Peking pfeift Demonstranten zurück
Eine Eskalation im Inselstreit mit Japan hätte für beide Länder gravierende wirtschaftliche Folgen

Im neu entflammten Streit um eine Inselgruppe im Ostchinesischen Meer gehen zehntausende Chinesen gegen Japan auf die Straße. Nun pfeift Peking die aufgebrachten Massen zurück. Denn eine Eskalation in dem historischen Territorialkonflikt nützt keiner der beiden Parteien.
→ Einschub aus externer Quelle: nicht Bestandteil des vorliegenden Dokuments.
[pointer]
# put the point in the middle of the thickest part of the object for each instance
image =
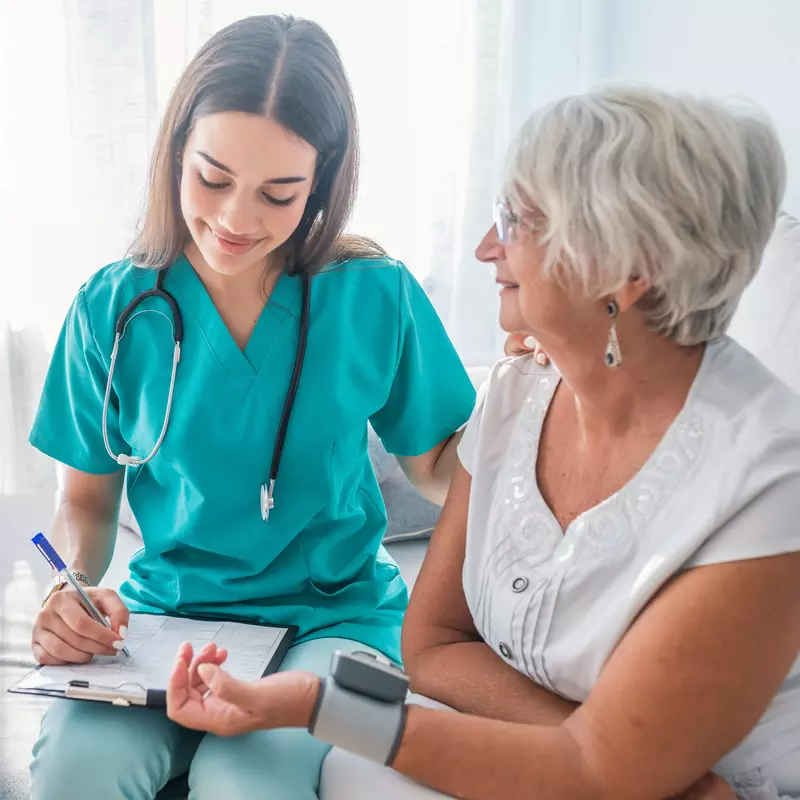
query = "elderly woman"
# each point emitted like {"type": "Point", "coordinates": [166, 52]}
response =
{"type": "Point", "coordinates": [611, 596]}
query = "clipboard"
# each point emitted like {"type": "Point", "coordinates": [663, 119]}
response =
{"type": "Point", "coordinates": [254, 650]}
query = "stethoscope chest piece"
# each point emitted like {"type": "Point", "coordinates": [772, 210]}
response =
{"type": "Point", "coordinates": [123, 459]}
{"type": "Point", "coordinates": [267, 502]}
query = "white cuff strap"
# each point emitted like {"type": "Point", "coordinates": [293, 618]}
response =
{"type": "Point", "coordinates": [357, 723]}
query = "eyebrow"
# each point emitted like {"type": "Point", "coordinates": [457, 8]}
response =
{"type": "Point", "coordinates": [281, 181]}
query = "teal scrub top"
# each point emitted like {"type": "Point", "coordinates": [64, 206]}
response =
{"type": "Point", "coordinates": [377, 352]}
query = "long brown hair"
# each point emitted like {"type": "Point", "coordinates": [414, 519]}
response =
{"type": "Point", "coordinates": [289, 70]}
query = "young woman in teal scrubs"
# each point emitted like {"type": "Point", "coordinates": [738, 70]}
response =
{"type": "Point", "coordinates": [253, 178]}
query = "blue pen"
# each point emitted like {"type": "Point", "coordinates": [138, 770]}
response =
{"type": "Point", "coordinates": [48, 551]}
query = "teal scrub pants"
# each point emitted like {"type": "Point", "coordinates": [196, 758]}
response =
{"type": "Point", "coordinates": [93, 751]}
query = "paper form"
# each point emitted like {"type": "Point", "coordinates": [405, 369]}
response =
{"type": "Point", "coordinates": [153, 642]}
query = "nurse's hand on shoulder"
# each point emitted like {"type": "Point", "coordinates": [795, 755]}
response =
{"type": "Point", "coordinates": [520, 344]}
{"type": "Point", "coordinates": [65, 634]}
{"type": "Point", "coordinates": [204, 697]}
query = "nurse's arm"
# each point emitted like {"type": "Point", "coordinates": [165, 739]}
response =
{"type": "Point", "coordinates": [431, 472]}
{"type": "Point", "coordinates": [86, 522]}
{"type": "Point", "coordinates": [690, 679]}
{"type": "Point", "coordinates": [443, 653]}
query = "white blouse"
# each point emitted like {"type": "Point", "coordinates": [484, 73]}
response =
{"type": "Point", "coordinates": [722, 485]}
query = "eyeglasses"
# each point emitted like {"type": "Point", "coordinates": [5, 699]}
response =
{"type": "Point", "coordinates": [505, 220]}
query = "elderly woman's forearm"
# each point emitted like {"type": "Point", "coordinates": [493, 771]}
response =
{"type": "Point", "coordinates": [481, 759]}
{"type": "Point", "coordinates": [469, 677]}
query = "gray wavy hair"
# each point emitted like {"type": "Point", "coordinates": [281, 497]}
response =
{"type": "Point", "coordinates": [638, 182]}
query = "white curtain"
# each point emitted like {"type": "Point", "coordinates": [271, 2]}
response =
{"type": "Point", "coordinates": [440, 86]}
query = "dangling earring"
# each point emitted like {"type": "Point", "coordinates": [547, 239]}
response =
{"type": "Point", "coordinates": [613, 353]}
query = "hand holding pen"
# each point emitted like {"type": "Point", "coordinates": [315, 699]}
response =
{"type": "Point", "coordinates": [76, 625]}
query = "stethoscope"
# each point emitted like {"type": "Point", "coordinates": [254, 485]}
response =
{"type": "Point", "coordinates": [125, 318]}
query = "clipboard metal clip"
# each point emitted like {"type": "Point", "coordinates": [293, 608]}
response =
{"type": "Point", "coordinates": [119, 695]}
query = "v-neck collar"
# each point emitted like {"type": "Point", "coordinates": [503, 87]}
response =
{"type": "Point", "coordinates": [241, 366]}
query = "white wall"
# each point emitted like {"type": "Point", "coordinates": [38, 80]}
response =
{"type": "Point", "coordinates": [747, 48]}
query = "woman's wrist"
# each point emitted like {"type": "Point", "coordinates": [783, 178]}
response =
{"type": "Point", "coordinates": [302, 709]}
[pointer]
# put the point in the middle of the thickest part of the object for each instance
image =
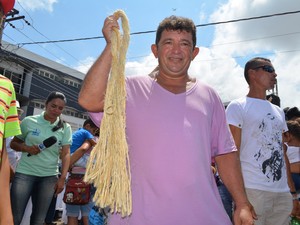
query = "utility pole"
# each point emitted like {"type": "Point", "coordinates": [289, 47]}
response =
{"type": "Point", "coordinates": [7, 10]}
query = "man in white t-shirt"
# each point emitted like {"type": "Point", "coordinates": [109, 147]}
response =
{"type": "Point", "coordinates": [257, 126]}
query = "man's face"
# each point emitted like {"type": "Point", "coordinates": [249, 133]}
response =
{"type": "Point", "coordinates": [265, 76]}
{"type": "Point", "coordinates": [175, 52]}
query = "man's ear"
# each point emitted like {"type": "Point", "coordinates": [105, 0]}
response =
{"type": "Point", "coordinates": [154, 50]}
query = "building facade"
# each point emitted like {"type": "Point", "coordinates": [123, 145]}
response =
{"type": "Point", "coordinates": [34, 77]}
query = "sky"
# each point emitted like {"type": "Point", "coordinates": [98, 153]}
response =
{"type": "Point", "coordinates": [224, 48]}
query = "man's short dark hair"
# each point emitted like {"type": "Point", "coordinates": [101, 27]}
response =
{"type": "Point", "coordinates": [90, 122]}
{"type": "Point", "coordinates": [252, 64]}
{"type": "Point", "coordinates": [176, 23]}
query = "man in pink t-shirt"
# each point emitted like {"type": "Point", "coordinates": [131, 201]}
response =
{"type": "Point", "coordinates": [175, 126]}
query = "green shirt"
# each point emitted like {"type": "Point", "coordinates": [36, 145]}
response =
{"type": "Point", "coordinates": [35, 129]}
{"type": "Point", "coordinates": [9, 121]}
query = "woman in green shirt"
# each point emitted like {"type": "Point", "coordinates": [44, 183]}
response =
{"type": "Point", "coordinates": [37, 172]}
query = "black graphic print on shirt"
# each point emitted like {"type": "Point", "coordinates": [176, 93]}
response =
{"type": "Point", "coordinates": [269, 154]}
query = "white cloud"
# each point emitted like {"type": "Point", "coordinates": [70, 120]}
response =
{"type": "Point", "coordinates": [279, 36]}
{"type": "Point", "coordinates": [33, 5]}
{"type": "Point", "coordinates": [221, 65]}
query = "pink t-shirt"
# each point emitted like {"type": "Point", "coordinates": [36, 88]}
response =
{"type": "Point", "coordinates": [172, 139]}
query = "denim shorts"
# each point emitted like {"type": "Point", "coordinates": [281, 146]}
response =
{"type": "Point", "coordinates": [73, 210]}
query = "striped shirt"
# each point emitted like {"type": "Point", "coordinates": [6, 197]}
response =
{"type": "Point", "coordinates": [9, 121]}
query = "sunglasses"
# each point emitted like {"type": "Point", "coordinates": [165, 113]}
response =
{"type": "Point", "coordinates": [267, 68]}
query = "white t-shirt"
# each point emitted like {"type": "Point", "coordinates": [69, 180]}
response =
{"type": "Point", "coordinates": [261, 151]}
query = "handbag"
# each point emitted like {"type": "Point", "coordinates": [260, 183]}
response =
{"type": "Point", "coordinates": [77, 191]}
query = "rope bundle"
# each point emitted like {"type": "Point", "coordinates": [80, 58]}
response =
{"type": "Point", "coordinates": [108, 166]}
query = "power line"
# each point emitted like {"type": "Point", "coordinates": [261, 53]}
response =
{"type": "Point", "coordinates": [153, 31]}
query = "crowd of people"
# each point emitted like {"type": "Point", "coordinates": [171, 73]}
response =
{"type": "Point", "coordinates": [177, 129]}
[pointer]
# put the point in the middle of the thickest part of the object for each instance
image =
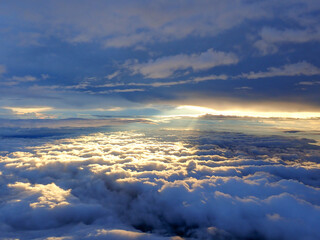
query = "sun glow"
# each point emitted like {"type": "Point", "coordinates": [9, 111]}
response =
{"type": "Point", "coordinates": [198, 111]}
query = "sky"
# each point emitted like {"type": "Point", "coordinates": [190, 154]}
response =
{"type": "Point", "coordinates": [79, 59]}
{"type": "Point", "coordinates": [159, 120]}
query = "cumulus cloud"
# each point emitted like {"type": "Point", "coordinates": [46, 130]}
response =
{"type": "Point", "coordinates": [167, 66]}
{"type": "Point", "coordinates": [295, 69]}
{"type": "Point", "coordinates": [161, 184]}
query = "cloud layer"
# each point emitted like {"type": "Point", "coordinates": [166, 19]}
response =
{"type": "Point", "coordinates": [162, 184]}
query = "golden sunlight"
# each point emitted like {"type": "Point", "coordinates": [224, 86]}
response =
{"type": "Point", "coordinates": [197, 111]}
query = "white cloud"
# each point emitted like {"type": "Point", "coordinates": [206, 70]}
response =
{"type": "Point", "coordinates": [295, 69]}
{"type": "Point", "coordinates": [166, 66]}
{"type": "Point", "coordinates": [198, 185]}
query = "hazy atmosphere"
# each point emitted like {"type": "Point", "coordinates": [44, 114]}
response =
{"type": "Point", "coordinates": [160, 120]}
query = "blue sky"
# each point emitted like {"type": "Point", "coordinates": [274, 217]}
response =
{"type": "Point", "coordinates": [63, 59]}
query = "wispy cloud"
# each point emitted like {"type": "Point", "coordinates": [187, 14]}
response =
{"type": "Point", "coordinates": [295, 69]}
{"type": "Point", "coordinates": [166, 66]}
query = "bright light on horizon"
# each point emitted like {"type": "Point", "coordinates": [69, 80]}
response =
{"type": "Point", "coordinates": [197, 111]}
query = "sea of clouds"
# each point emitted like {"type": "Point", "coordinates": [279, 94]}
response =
{"type": "Point", "coordinates": [166, 184]}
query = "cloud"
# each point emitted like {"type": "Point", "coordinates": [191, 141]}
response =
{"type": "Point", "coordinates": [2, 69]}
{"type": "Point", "coordinates": [295, 69]}
{"type": "Point", "coordinates": [157, 184]}
{"type": "Point", "coordinates": [166, 66]}
{"type": "Point", "coordinates": [271, 37]}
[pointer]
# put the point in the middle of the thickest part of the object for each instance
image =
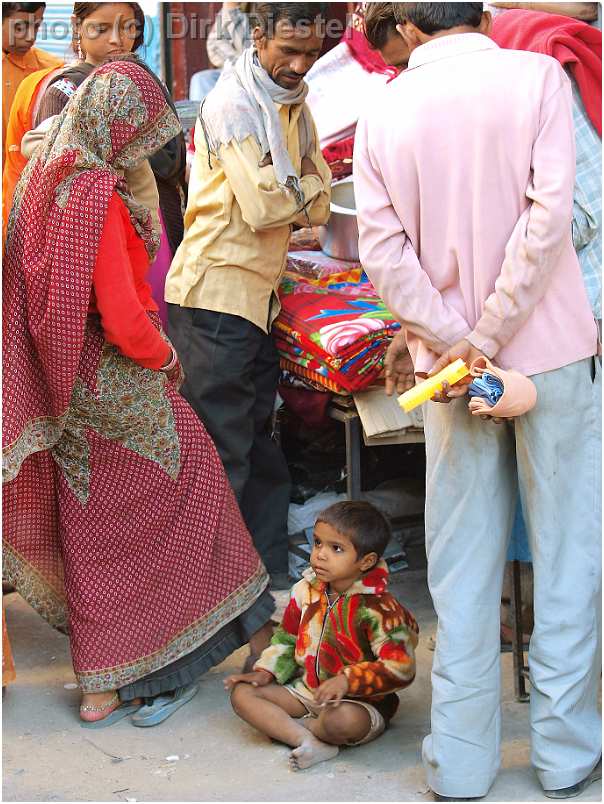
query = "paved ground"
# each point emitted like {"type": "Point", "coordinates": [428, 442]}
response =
{"type": "Point", "coordinates": [204, 753]}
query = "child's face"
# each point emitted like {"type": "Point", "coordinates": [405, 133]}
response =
{"type": "Point", "coordinates": [334, 558]}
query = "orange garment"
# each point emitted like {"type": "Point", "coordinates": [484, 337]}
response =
{"type": "Point", "coordinates": [20, 121]}
{"type": "Point", "coordinates": [8, 666]}
{"type": "Point", "coordinates": [14, 69]}
{"type": "Point", "coordinates": [121, 293]}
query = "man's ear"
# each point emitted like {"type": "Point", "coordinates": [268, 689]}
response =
{"type": "Point", "coordinates": [259, 37]}
{"type": "Point", "coordinates": [369, 561]}
{"type": "Point", "coordinates": [486, 23]}
{"type": "Point", "coordinates": [410, 34]}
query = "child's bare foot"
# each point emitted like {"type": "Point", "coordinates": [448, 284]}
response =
{"type": "Point", "coordinates": [310, 753]}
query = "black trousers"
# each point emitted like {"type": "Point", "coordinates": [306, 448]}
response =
{"type": "Point", "coordinates": [232, 373]}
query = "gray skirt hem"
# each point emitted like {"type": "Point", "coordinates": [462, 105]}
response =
{"type": "Point", "coordinates": [189, 668]}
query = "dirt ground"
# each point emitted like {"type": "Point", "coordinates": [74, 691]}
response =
{"type": "Point", "coordinates": [203, 753]}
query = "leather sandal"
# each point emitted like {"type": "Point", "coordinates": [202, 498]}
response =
{"type": "Point", "coordinates": [116, 714]}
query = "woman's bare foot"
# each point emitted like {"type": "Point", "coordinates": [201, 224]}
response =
{"type": "Point", "coordinates": [310, 752]}
{"type": "Point", "coordinates": [98, 705]}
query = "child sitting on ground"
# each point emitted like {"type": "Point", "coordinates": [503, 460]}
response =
{"type": "Point", "coordinates": [344, 645]}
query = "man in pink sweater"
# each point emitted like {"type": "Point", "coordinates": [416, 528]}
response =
{"type": "Point", "coordinates": [464, 173]}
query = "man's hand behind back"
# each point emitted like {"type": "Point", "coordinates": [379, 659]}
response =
{"type": "Point", "coordinates": [308, 167]}
{"type": "Point", "coordinates": [398, 366]}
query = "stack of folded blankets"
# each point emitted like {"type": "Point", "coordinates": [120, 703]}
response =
{"type": "Point", "coordinates": [333, 329]}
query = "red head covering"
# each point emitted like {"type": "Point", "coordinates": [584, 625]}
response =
{"type": "Point", "coordinates": [118, 117]}
{"type": "Point", "coordinates": [572, 42]}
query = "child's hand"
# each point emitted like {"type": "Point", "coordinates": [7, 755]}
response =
{"type": "Point", "coordinates": [259, 678]}
{"type": "Point", "coordinates": [334, 689]}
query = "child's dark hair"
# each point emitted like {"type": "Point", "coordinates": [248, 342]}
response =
{"type": "Point", "coordinates": [365, 526]}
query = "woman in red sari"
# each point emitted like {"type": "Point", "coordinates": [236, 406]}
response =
{"type": "Point", "coordinates": [119, 523]}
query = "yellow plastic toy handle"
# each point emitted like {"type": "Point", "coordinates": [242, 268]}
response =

Zu den Mysterien der chinesischen Außenpolitik gehört die ungeheure Aggressivität, mit der das aufstrebende Riesenreich den Streit um völlig unbedeutende Grenzstreifen und Inselchen durchzieht. Das war schon zu Maos Zeiten so: 1962 ein blutiger Grenzkrieg mit Indien um die völlig unterentwickelte Dschungelprovinz Arunchal Pradesch, das die Chinesen sinnigerweise Südtibet nennen, 1969 die Grenzkämpfe um den Ussuri mit der Sowjetunion und später (1979) der Grenzkrieg mit Vietnam, den China beinahe verlor. Das harte Auftreten hat oft Erfolg. So trat Putin in seiner ersten Amtszeit seinen chinesischen Freunden die umstrittenen Ussuri-Inseln und die Überschwemmungsgebiete des Amur-Zuflusses trotz des Protestes der ostsibirischen Gouverneure einfach ab. Auch Kirgisien verzichtete nach chinesischem Druck auf einige unbewohnte, kahle Gebirgszüge. Großbritannien und Portugal gaben 1997 sang- und klanglos Hongkong und Macao zurück.

Jetzt beansprucht China weiter das von tibetischen und thaiburmesischen Stämmen bewohnte nordostindische Arunchal Pradesch, aber auch den Großteil des Südchinesichen Meeres bis zum Äquator, dessen Atolle und unbewohnte Inseln näher an Vietnam, den Philippinen, Malaysia, Brunei und Indonesien, liegen und von diesen auch beansprucht werden. Schließlich fordert China die Rückgabe der seit 1885 in japanischen Besitz befindlichen unbewohnten Sentaku Inseln, die als Teil der Präfektur Okinawa nördlich von Taiwan liegen.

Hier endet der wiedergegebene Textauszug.